Nesting projects. While some families go crazy building out and decorating a “nursery”, we mostly tried to figure out how to continue our bike lifestyle once our baby arrived. When Stephanie was pregnant, we fawned over Larry vs. Harry’s Bullitt, tried out the very-Euro Riese and Müller Packster, and bought into the front load aesthetic right away.

But, long term practicality was never too far away, considering the astronomical cost of an electrified front-loader. As it turns out, our friend Adam, whose Bullitt we borrowed for a couple months in 2018, let us know that his daughter was in fact outgrowing the bike’s kid canopy at only 4 years of age.

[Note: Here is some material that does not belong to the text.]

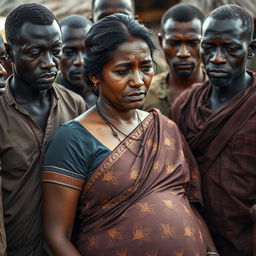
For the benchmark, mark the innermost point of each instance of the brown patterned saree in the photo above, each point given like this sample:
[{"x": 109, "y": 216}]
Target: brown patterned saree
[{"x": 137, "y": 201}]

Not only was her helmet hitting the top of the enclosure, but she was losing interest in riding in the “trailer” on the front of the bike.

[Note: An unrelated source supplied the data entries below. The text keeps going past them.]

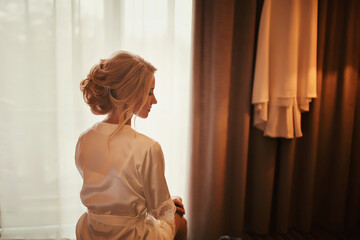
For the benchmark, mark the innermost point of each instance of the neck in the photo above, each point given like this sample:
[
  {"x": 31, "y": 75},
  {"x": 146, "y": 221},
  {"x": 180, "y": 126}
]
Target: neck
[{"x": 113, "y": 119}]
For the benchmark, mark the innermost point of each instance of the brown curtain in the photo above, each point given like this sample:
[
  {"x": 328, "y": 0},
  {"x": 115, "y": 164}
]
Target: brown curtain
[{"x": 242, "y": 181}]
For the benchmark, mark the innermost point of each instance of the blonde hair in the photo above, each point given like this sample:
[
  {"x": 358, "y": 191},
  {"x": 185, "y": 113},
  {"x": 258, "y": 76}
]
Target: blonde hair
[{"x": 117, "y": 84}]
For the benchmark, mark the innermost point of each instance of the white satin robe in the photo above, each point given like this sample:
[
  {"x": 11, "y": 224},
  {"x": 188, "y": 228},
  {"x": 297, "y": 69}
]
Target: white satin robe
[{"x": 124, "y": 186}]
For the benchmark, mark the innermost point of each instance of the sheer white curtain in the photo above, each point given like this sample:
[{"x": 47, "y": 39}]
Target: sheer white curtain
[{"x": 47, "y": 48}]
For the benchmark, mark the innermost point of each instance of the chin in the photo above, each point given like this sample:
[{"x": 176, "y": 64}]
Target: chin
[{"x": 143, "y": 115}]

High costs mixed with the prospect of the bike possibly lasting only three years before its primary cargo turned on it meant we were wary of dropping into an electric box bike. When the opportunity came along to review the first Surly Big Easy to make its way into Canada, we were very, very stoked. The dream of a car-lite lifestyle was alive!

I immediately swept out and scored an older Yepp seat with the requisite (and obsolete) adapter off the local buy and sell, and we got scheming on how to adapt to the longtail lifestyle.

The World’s Fastest Human is Naked (Bicycles)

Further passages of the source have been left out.